First published:
June 1939
Publication: Harper’s
Reprinted in: Collected
Stories
Notes: Won first O. Henry short story award
as the year's best short story. Adapted for television; broadcast
on March 17, 1980, on PBS-TV as part of the American Short Story
series. Directed by Peter Werner, screenplay by Horton Foote, and
starring Tommy Lee Jones, Shawn Whittington, and James Faulkner
(William Faulkner’s nephew).
Like “A
Rose for Emily,” “Barn Burning” is one of
Faulkners most frequently anthologized, though its prose is
a bit more ponderous than the garrulous first-person narration of
“Emily.” Set roughly 30 years after the Civil War, the
story focuses on two members of the Snopes
family: Ab Snopes, a poor sharecropper who takes out his frustrations
against the post-Civil War aristocracy by burning barns, and his
adolescent son, “Sarty,” who dislikes his fathers
destructive tendencies and ultimately must choose between family
and morality.
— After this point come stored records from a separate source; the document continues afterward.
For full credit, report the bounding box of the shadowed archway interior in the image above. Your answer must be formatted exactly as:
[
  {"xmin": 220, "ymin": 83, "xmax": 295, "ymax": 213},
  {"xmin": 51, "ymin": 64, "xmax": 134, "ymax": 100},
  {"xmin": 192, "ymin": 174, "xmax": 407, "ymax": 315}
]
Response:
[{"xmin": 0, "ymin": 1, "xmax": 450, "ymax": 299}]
This powerful coming-of-age story is notable for its
conscientious prose styling, in which Faulkner mimics the inward
turmoil and questions faced by his principal protagonist, as well
as its carefully rendered settings of three historical milieus,
each of which has important thematic concerns in the story: the
sharecroppers cabin, the planters mansion, and the towns
general store.
Faulkner incorporated the basic narrative
of the story into his novel The Hamlet,
though it is told in vastly different language and tone.